Sejatinya, sebelum meradang di GBK, sejak November lalu Megawati memang sudah mengeluhkan kecurangan yang menurutnya ia rasakan. Dalam sebuah pidato politik yang disebarluaskan via akun YouTube, Megawati menyatakan menangkap sinyal kuat adanya kecurangan dalam kontestasi Pemilu 2024. Untuk itu, ia mewanti-wanti seluruh masyarakat Indonesia agar memilih calon pemimpin masa depan sesuai hati nurani masing-masing.

“Jangan biarkan kecurangan Pemilu yang terlihat sudah mulai akan terjadi,”kata Megawati. “Gunakan hak pilihmu dengan tuntunan Nurani!” kata Megawati, tersiar sejak Ahad (12/11/2023).

post-cover
Ketum PDIP Megawati Soekarnoputri (pdiperjuangan-jatim.com)

Dua hari kemudian, lontaran Megawati itu dikomentari calon wakil presiden Koalisi Indonesia Maju, Gibran Rakabuming. Gibran meminta pihak yang menuding adanya kecurangan Pemilu itu melaporkan hal tersebut kepada Bawaslu RI. “Untuk masalah kecurangan, sekali lagi kalau ada kecurangan atau hal-hal yang tidak pas, itu nanti silakan dilaporkan ke Bawaslu,”kata Gibran kepada wartawan yang menemuinya di sebuah Pujasera di kawasan Area 47, Menteng, Jakarta Pusat. Sebagaimana kebiasaannya yang hemat dan irit kata, Gibran tak menjawab pertanyaan lain yang dilontarkan wartawan. 

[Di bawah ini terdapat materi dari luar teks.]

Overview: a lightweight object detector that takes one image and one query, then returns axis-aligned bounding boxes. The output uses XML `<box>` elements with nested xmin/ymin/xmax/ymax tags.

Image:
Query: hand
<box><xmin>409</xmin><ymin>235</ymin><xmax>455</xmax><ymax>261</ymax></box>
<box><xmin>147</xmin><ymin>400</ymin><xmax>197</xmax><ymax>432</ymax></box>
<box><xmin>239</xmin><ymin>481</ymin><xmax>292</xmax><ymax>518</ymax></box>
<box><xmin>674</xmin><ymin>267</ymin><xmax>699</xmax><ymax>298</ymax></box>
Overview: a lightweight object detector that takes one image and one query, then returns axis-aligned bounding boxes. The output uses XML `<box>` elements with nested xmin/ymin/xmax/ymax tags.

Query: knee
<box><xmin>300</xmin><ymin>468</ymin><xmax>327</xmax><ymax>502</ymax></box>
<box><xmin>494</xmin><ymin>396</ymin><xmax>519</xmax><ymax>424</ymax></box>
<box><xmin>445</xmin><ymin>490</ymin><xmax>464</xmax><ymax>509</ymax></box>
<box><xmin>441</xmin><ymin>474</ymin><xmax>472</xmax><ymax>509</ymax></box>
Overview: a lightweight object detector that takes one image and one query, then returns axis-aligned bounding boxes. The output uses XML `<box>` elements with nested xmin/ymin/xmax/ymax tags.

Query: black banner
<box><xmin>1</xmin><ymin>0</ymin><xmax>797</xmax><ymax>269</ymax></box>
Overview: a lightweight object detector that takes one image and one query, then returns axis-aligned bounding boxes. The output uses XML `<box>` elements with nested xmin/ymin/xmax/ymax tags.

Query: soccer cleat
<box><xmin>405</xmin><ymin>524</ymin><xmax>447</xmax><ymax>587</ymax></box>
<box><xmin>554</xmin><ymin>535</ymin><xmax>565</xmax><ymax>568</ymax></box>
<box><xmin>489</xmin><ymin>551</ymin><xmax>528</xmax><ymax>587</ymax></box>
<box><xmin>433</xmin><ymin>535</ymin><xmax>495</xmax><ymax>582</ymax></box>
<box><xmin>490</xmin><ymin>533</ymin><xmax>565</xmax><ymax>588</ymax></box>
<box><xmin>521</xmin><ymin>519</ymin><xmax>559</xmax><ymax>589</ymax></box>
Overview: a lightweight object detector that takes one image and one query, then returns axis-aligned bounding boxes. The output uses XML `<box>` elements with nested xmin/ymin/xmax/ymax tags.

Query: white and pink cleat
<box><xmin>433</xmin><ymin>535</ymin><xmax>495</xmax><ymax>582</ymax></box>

 Namun seiring proses Pemilu, banyak pihak sudah kehilangan kepercayaan kepada Bawaslu. Perludem, misalnya. “Kami melihat Bawaslu seperti kehilangan taring dalam melakukan pengawasan Pemilu, terutama di masa kampanye. Ada banyak sekali pelanggaran yang tidak ditindak,”kata Kahfi Adlan Hafiz. Sebenarnya, kata Kahfi, dalam konteks undang-undang, ‘tools’ dan ‘amunisi’ yang diberikan untuk Bawaslu sudah sangat lengkap. Setiap dugaan pelanggaran Pemilu, harus masuk dalam proses penyelidikan Bawaslu terlebih dahulu, sebelum akhirnya diputuskan atau dilimpahkan kepada lembaga lain.

“Karena itu, Bawaslu seharusnya profesional dalam menjalankan tugasnya, termasuk menindak dugaan pelanggaran dari tiap peserta Pemilu, tanpa pandang bulu,”kata Kahfi. 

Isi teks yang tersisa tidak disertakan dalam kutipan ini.